The dollar has gained about 2.6% against a basket of currencies this month, partly in the wake of the Fed stance. Traders are looking to Friday’s US nonfarm payrolls report for a likely confirmation of a shift in monetary policy.

The greenback also edged higher after data showed US private payrolls increased more than expected in June by 692,000 jobs. Data for May though was revised lower to show 886,000 jobs added instead of the initially reported 978,000. Economists polled by Reuters had forecast private payrolls would increase by 600,000 jobs.

“The strong dollar narrative has taken over for the short term,” said Erik Nelson, macro strategist, at Wells Fargo Securities in New York.

“If we see the US employment number come out stronger than expected, then this reinforces the narrative that the Fed may remove accommodation faster than previously expected. That’s going to be dollar-positive,” he added.

On Wall Street, US stock futures were steady in overnight trading on Wednesday as investors gear up for the second half of 2021.

Dow futures rose about 50 points. S&P 500 futures gained 0.15% and Nasdaq 100 futures rose 0.05%.

On Wednesday, the Dow Jones Industrial Average rose 210 points, helped by a 2.7% pop in Walmart. The S&P 500 registered a gain of 0.13% to close at a fresh record of 4,297.50.

The Nasdaq Composite was the relative underperformer, dipping 0.2% as Facebook, Amazon, Netflix and Google-parent Alphabet closed lower.

The major averages closed out a strong first half of 2021 and second quarter on Wednesday.

For the year, the Dow is up 12.7%, hovering about 1.7% below its all-time high.
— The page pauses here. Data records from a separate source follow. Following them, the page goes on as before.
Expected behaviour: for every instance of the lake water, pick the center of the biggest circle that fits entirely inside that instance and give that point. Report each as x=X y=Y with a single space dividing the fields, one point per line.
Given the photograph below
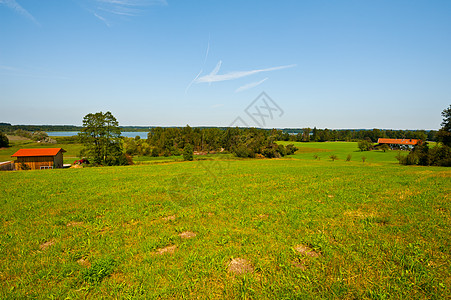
x=142 y=135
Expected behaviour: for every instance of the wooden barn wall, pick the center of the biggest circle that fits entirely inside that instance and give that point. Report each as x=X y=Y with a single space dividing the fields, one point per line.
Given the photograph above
x=34 y=162
x=58 y=161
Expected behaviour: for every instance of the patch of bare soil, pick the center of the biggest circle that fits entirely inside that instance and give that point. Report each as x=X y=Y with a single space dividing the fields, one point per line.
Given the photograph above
x=74 y=224
x=168 y=249
x=307 y=251
x=240 y=266
x=299 y=264
x=130 y=223
x=84 y=262
x=187 y=235
x=357 y=214
x=169 y=218
x=46 y=245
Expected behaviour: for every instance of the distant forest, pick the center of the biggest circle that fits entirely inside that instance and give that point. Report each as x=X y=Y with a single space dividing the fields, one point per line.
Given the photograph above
x=286 y=134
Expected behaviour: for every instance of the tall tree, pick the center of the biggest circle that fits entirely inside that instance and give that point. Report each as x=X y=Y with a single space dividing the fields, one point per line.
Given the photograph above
x=4 y=141
x=444 y=134
x=101 y=136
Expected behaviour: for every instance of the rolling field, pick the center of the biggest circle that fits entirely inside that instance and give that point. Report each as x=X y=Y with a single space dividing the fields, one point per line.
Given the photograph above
x=281 y=228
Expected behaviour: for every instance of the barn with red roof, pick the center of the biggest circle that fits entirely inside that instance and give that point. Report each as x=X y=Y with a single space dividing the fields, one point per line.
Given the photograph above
x=39 y=158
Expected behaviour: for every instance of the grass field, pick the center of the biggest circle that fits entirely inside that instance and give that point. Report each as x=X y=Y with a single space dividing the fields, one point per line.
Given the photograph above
x=295 y=228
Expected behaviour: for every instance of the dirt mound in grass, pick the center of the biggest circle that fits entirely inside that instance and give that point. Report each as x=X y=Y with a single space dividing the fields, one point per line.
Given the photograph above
x=306 y=251
x=74 y=224
x=240 y=266
x=44 y=246
x=84 y=262
x=168 y=249
x=169 y=218
x=187 y=235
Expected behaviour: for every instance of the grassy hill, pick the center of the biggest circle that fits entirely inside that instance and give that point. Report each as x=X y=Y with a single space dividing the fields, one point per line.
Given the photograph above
x=281 y=228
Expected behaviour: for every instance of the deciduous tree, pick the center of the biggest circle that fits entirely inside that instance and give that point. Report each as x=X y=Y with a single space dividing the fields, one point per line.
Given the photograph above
x=101 y=136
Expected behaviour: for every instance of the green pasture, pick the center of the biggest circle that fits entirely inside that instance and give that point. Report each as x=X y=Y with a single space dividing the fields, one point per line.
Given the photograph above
x=308 y=229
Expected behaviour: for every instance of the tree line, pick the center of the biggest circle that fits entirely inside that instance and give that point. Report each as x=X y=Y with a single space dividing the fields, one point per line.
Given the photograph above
x=243 y=142
x=353 y=135
x=439 y=155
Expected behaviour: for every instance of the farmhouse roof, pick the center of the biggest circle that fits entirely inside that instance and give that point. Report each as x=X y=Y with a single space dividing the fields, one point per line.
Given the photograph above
x=398 y=141
x=38 y=152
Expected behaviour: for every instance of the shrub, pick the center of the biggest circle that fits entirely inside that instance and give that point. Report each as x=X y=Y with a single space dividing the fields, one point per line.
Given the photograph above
x=4 y=142
x=365 y=145
x=281 y=150
x=188 y=152
x=154 y=152
x=291 y=149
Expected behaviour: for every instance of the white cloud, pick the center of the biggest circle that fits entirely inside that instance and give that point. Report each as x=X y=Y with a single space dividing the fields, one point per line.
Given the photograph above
x=108 y=10
x=19 y=9
x=102 y=19
x=214 y=77
x=250 y=85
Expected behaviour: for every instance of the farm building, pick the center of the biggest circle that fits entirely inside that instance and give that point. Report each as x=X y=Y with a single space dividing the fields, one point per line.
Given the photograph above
x=399 y=143
x=43 y=158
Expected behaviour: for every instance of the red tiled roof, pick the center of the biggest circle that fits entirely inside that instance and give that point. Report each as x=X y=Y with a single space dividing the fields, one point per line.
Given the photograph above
x=398 y=141
x=38 y=152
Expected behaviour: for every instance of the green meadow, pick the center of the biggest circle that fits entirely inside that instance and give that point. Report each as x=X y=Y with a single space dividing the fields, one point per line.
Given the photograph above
x=293 y=228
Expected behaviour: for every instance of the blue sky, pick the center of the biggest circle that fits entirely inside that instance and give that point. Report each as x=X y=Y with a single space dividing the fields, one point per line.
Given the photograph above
x=329 y=64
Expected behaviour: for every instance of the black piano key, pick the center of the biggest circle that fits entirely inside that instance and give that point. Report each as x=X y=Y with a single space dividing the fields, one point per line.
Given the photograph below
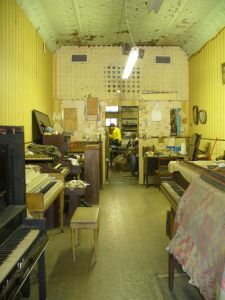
x=47 y=187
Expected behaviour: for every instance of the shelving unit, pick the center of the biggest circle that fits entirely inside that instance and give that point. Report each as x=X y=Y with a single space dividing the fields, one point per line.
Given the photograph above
x=129 y=121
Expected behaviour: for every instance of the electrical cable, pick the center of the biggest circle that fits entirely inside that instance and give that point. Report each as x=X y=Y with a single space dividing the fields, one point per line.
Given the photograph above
x=128 y=26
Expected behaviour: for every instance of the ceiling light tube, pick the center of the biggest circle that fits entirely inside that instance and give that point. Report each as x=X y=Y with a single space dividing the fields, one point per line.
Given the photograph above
x=133 y=56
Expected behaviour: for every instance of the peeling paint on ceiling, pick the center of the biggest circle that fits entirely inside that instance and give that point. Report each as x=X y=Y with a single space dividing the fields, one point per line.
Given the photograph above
x=185 y=23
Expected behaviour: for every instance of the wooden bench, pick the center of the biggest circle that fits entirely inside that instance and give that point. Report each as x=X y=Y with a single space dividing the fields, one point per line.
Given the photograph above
x=85 y=218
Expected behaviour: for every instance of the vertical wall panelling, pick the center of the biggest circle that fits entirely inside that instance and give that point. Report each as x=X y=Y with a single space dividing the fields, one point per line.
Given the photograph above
x=25 y=70
x=207 y=90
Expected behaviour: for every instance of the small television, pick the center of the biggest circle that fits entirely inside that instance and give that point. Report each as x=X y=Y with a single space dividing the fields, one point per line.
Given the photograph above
x=39 y=122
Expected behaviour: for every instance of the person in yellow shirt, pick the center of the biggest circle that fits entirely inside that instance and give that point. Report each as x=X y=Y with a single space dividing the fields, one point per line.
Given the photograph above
x=114 y=135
The S&P 500 rallied 14.4% in the first half of 2021 and the technology-heavy Nasdaq Composite rose 12.5%.

The S&P 500 notched its fifth positive month in a row, rising 2.2% in June. The broad index also posted its best first half since 2019.

Oil prices rose on Wednesday, heading for monthly and quarterly gains, after data showed US crude stockpiles were shrinking and an OPEC report foresaw an undersupplied market this year.

The Brent crude contract for August, due to expire on Wednesday, was up 28 cents, or 0.4% at $75.04 a barrel by 11:22 (1522 GMT.) The September contract was up 17 cents at $74.45 a barrel. US West Texas Intermediate crude (WTI) was up 23 cents, or 0.3% at $73.21 a barrel.

Both benchmarks are just below highs last reached in 2018, and are set to record their seventh monthly gain in the past eight months.

Gold nudged up on Wednesday but was headed for its largest monthly decline since November 2016, as investors were wary ahead of the upcoming US jobs data that could intensify fears over the US Federal Reserve easing its asset purchases.

Spot gold rose 0.4% to $1,768.78 per ounce by 1:52 pm EDT (1752 GMT) having touched its lowest since April 15 at $1,749.20 per ounce on Tuesday. US gold futures settled up 0.5% at $1,771.60.

Michael Matousek, head trader at US Global Investors, attributed gold’s slight uptick to some bargain buying in an “oversold” market with prices having retreated as much as 8.6% from the highs hit in early June.

Gold prices have been weighed down by the Fed’s sudden hawkish shift.

The pan-European Stoxx 600 provisionally closed down by 0.8% on Wednesday, with autos shares sinking 1.9% to lead the losses. The benchmark was still up over 13% year-to-date, however.

European investors reacted to a host of economic data on Wednesday. U.K. first-quarter GDP was confirmed at -1.6% quarter-on-quarter, slightly below expectations, while business investment fell 10.7% quarterly as the country endured stringent lockdown measures.

Global markets are looking ahead to potentially significant US labor market data later in the week.